Tips for Preventing Mold in Showers
You’re now an expert on how to get rid of mold in showers, and you know why it happens. It’s time to discuss prevention so that you don’t end up in the same situation again.
- Increase ventilation: Aim to boost air circulation in your bathroom as much as possible. Switch on the vents after you shower, or at least leave doors and windows open. If your bathroom has no windows, you might want to invest in a dehumidifier to take moisture out of the air.
- Fix leaks: Now is the time to repair that leaking shower hose or dripping faucet. A constant source of moisture makes for prime real estate for opportunistic fungi.
- Clean regularly: It sounds obvious, we know. But cleaning your shower weekly can inhibit mold from settling in and growing.

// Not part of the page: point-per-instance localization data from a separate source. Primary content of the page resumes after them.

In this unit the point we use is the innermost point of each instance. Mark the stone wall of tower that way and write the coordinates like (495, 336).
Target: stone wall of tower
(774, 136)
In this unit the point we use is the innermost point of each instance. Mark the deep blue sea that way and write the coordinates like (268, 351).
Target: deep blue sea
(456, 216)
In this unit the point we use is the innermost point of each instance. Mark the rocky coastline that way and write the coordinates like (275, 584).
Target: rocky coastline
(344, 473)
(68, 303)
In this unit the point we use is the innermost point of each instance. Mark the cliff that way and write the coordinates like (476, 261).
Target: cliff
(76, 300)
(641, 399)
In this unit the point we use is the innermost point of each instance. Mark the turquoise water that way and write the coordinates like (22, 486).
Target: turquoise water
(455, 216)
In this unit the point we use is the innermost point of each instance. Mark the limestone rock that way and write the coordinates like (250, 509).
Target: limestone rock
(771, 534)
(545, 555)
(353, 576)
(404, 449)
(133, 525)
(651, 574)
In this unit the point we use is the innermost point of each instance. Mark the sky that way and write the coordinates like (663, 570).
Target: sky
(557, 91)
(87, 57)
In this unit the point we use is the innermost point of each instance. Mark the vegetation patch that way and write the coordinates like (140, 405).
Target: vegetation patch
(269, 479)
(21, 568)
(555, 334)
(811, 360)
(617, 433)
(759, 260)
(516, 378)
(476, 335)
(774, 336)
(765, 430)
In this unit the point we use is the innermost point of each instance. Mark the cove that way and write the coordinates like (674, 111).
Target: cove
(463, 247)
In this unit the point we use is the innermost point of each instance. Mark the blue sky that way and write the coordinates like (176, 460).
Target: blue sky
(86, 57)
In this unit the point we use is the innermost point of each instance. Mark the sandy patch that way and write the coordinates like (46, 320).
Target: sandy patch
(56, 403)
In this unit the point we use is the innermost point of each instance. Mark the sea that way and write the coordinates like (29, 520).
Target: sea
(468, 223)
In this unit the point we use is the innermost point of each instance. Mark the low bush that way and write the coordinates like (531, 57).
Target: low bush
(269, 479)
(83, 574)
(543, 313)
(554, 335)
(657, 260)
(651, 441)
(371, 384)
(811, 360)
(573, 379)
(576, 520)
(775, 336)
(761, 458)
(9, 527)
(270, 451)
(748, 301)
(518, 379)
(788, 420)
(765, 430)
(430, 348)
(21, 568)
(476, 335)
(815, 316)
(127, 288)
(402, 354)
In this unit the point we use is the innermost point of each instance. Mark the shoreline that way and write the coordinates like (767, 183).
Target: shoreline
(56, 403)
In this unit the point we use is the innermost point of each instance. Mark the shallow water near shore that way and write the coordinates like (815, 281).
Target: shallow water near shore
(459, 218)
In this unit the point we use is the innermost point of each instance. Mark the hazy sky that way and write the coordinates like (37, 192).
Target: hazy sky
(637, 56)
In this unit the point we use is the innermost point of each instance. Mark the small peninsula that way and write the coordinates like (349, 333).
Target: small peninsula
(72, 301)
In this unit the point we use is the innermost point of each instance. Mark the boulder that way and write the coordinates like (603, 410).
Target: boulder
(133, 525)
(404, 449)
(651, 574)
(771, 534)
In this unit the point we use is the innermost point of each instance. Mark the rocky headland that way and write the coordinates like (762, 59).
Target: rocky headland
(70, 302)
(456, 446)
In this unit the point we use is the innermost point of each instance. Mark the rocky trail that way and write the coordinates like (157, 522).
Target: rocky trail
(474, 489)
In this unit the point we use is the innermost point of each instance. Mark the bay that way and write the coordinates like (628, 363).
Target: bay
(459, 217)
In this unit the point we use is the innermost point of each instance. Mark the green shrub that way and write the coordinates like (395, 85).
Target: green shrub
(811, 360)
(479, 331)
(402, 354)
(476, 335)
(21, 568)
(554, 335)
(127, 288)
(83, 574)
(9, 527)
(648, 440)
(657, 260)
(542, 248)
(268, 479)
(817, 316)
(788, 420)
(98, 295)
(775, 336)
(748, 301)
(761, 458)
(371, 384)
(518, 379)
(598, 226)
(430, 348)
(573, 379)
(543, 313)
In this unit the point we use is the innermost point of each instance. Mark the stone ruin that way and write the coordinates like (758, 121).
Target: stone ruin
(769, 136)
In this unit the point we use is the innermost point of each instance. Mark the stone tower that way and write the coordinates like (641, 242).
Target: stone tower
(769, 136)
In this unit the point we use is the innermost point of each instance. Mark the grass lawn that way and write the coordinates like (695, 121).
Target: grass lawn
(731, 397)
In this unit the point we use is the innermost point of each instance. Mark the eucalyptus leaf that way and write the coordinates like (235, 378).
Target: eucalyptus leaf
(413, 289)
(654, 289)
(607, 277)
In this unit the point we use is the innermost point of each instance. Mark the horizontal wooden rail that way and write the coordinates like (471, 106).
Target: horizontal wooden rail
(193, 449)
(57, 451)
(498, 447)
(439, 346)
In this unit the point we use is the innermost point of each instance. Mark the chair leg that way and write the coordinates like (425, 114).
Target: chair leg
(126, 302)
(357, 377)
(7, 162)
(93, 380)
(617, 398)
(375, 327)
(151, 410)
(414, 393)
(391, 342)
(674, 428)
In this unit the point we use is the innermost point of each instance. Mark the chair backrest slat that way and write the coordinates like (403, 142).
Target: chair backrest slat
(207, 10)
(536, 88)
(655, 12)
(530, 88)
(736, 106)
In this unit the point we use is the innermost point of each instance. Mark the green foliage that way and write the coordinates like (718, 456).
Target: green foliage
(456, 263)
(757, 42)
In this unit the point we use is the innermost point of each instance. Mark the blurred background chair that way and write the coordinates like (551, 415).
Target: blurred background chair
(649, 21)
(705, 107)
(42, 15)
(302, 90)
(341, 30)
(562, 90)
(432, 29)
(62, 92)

- Be thorough: When you’re in cleaning mode, don’t forget cracks and crevices. As you know, mold can grow anywhere in your shower. Take your shower head down every so often and soak it in your favorite cleaning agent.
Enjoy Fungi-Free Showers
A moldy shower is not only gross, but it can be unhealthy to expose yourself to mold spores daily. If you’ve been dealing with a persistent sore throat or irritated sinuses, it may be due to fungi in your shower.
Tackling small mold patches isn’t as intimidating as you might have thought. Don’t forget to call in a professional if the mold is widespread.
Prevention can be the ultimate weapon against mold. If you do your best to make your shower inhospitable for mold colonies, they won’t have a chance to grow.